Foreign intelligence and Strava’s ‘global heatmap’

Data thefts are nothing new. In the United States, several incidents attributed to China have involved vast amounts of personal information.

In 2014, the US health insurance company Anthem had data on almost 80 million customers stolen, including dates of birth, addresses, emails and employment information. The following year, United Airlines—the world’s second largest airline—had flight manifests and other data stolen, including passenger names, travel origins and destinations.

Most strikingly, over the course of 2014 and 2015, the US Office of Personnel Management (OPM), the government agency that manages security clearances, had data from 21.5 million personnel records stolen, including social security numbers, residency, education, employment, health, and criminal and financial history. The fingerprint records of 5.6 million federal employees were also stolen.

All three cases are suspected to be the work of state-sponsored Chinese hackers. The Chinese government denied that it was involved in the OPM hack and later arrested hackers connected to the breach. Curiously for a criminal action, the stolen OPM data hasn’t been used elsewhere for financial gain. Nor has the stolen Anthem data been used to make money.

The OPM breach involved a mass of information that would be of enormous value to a foreign intelligence organisation; it was described as a ‘treasure trove’ by former FBI director James Comey. US intelligence officials I’ve met were viscerally affected by the OPM breach, alarmed by both the personal nature of the information stolen and the sheer volume of the data taken. One prominent theory is that the hackers are intending to use the information to create a massive database on US intelligence personnel that will be mined to advance China’s intelligence interests.
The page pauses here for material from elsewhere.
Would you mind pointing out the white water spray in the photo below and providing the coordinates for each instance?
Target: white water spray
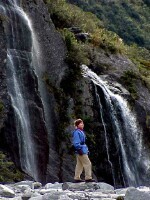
(130, 130)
When combined with the other large volumes of information taken, the OPM data can be cross-referred to reveal even more valuable information that doesn’t exist in any single dataset. Employment history combined with travel, financial and health data, for example, would allow Chinese intelligence agencies not only to identify people of intelligence interest, but also to immediately develop targeted profiles and identify patterns linking otherwise separate people or locations. An individual’s employment history combined with their travels might reveal the relationships between otherwise covert facilities. And cross-referencing employment data with financial and medical records might reveal possible avenues for recruitment or blackmail.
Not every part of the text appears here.